The program continuously cycles through every core on the Epiphany device.
For every core, it reads the 32-bit value stored at memory location 0x7000 and places it in location i*platforms.cols+j of the done array. This value (which will either be 0 or 1) is then added to the variable all_done. Honestly, we could have just read the value into a single integer variable, but I suppose this illustrates some math on how to read results into an array.
When all the cores raise their done flags, all_done, will be equal to the value of CORES. Another subtle error here is that the example hard-codes the values 16. It should be CORES. The program does not break, because CORES is set to 16 in common.h.

Now that all computations are complete, we read the data, compute the global sum and output the result:

  //Copy all Epiphany results to host memory space
  for (i=0; i<platform.rows; i++){
      for (j=0; j<platform.cols;j++){
	e_read(&dev, i, j, 0x6000, &c[i*platform.cols+j], sizeof(int));
      }
  }

  //Calculates final sum-of-product using Epiphany results as inputs
  sop=0;
  for (i=0; i<CORES; i++){
    sop += c[i];
  }

  //Print out result
  printf("Sum of Product Is %d!\n",sop);
  fflush(stdout);

Now that we know that each core has a local sum, we cycle through all the cores, and place the 32-bit local sum of products in the array c. For any core located at positions (i,j), we place it in location i*platform.cols+j in our array c. In this manner, all the data is placed in row-major order in the array.
The next four lines simply reads through our array c and calculates the global sum of product, storing the result in the variable sop.
We then print out the value to the user.

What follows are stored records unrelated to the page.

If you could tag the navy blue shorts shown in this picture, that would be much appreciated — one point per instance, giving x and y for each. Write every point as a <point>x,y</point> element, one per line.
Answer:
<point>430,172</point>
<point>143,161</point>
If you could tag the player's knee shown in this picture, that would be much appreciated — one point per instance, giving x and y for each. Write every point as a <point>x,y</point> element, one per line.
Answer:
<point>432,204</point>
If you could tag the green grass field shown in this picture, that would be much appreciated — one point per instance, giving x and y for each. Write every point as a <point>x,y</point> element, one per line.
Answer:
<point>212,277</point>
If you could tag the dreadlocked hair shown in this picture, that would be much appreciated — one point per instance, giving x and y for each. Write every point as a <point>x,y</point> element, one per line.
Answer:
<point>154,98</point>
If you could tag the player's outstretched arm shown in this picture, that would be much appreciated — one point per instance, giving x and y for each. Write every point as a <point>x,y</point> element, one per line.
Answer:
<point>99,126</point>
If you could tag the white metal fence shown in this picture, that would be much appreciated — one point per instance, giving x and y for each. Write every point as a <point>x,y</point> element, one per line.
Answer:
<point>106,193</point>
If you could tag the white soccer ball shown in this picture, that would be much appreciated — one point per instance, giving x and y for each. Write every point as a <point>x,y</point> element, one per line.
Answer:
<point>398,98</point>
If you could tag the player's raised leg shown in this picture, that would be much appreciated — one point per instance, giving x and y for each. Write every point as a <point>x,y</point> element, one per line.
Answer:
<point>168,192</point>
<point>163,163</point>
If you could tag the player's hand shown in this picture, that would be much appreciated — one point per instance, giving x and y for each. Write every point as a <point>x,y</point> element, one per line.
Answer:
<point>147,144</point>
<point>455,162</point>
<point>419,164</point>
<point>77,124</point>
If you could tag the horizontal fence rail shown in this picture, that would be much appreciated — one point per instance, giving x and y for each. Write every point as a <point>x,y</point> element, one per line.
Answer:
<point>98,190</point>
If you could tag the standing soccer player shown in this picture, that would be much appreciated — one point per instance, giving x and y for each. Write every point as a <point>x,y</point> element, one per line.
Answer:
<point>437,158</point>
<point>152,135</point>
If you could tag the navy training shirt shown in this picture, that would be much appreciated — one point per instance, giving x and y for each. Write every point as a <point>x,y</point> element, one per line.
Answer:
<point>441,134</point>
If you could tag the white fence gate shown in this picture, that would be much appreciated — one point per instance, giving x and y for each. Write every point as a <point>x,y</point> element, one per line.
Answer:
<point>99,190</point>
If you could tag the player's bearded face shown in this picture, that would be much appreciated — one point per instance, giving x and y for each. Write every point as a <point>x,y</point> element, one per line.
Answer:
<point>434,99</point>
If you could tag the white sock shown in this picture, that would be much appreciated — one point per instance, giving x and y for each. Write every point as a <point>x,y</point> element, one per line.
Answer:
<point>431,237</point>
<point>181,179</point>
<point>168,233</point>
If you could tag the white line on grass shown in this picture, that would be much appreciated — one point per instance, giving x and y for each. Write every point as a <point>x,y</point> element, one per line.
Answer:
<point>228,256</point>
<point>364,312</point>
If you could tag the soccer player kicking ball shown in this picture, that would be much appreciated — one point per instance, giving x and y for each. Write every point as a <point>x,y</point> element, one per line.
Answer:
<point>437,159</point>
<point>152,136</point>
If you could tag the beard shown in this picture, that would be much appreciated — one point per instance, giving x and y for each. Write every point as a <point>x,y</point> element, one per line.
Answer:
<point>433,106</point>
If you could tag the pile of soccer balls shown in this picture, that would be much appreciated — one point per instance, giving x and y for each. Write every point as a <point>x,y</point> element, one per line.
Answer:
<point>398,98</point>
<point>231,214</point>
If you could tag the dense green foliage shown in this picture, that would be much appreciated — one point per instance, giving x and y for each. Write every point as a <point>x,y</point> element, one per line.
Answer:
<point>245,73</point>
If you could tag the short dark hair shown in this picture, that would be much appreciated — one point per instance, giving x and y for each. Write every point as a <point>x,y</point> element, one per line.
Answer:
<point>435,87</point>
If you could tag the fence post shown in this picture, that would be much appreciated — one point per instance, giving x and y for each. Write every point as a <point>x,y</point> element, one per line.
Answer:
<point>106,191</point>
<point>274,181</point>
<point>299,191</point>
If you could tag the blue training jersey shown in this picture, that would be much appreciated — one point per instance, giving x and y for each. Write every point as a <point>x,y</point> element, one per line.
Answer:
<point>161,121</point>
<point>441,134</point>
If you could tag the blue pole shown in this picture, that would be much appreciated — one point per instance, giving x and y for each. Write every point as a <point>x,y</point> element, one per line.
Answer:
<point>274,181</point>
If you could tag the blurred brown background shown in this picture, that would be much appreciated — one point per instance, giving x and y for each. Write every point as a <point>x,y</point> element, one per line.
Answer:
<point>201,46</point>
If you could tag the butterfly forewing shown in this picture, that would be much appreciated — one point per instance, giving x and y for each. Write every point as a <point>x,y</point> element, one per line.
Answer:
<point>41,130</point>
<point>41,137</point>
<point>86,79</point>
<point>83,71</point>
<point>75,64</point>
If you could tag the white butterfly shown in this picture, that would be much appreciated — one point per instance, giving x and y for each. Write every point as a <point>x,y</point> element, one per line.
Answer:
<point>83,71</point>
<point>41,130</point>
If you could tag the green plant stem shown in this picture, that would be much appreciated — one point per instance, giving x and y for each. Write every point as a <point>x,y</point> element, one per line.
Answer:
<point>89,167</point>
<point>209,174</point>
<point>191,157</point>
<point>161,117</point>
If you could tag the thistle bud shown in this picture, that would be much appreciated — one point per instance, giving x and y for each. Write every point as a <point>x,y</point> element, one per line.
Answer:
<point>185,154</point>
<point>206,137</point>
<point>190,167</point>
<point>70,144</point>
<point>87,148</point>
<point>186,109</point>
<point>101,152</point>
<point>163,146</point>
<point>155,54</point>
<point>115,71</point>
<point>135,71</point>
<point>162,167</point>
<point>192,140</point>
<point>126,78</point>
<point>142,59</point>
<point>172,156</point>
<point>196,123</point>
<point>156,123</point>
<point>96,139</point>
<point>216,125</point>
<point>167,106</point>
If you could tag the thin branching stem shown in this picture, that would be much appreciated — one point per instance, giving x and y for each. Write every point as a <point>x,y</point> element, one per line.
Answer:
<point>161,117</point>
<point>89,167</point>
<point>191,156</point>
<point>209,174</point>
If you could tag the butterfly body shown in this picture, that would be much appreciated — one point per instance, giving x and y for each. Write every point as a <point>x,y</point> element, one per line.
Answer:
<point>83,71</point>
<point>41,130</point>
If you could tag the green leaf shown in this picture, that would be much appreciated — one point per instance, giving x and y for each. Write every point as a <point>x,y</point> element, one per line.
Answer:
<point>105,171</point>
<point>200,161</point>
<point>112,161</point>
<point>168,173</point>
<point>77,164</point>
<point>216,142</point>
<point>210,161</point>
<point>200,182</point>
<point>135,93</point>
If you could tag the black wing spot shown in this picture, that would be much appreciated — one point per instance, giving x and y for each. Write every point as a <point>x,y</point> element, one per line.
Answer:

The use of fflush is curious here, since the \n when used in conjunction with printf on the previous line should have flushed the buffer.

The last few lines closes the device and does some error checking:

  //Close down Epiphany device
  e_close(&dev);
  e_finalize();

  if(sop==4096){
    return EXIT_SUCCESS;
  }
  else{
    return EXIT_FAILURE;
  }
}

All Epiphany host programs should have the lines e_close() and e_finalize, since these essentially closes the workgroup, and closes the channel with the Epiphany chip.
The next few lines are supposed to do some error checking. The simplicity of using unit vectors is that the sum of products is necessarily N. Again, the example (incorrectly) hardcores the value 4096. It would be more correct to change this to N. Once again, the program does not break because N is set to 4096 in the file common.h.

Running the Code

Since we stepped through the build.sh and run.sh files in the Hello World example, we will not do so here. However, we will call to your attention some key differences in each file.

In the build file, first notice that we are referring to internal.ldf instead of fast.ldf. Linker Descriptor Files (LDF)s help you choose the memory layout of your Epiphany application.

If you are planning on storing everything external to the Epiphany chip, use legacy.ldf.
If you plan to have some memory outside (like in the case of our Hello World application, where we used some SDRAM memory, use fast.ldf.
If all the memory (like in this application) is internal to the epiphany chip, use internal.ldf.

In Class Exercise

On your own, try and fix the Dot Product program, so that you can calculate the sum of products of arrays of size $N$ where each array contains the values from $0 \ldots N-1$. Hint: you only need to update common.h and main.c!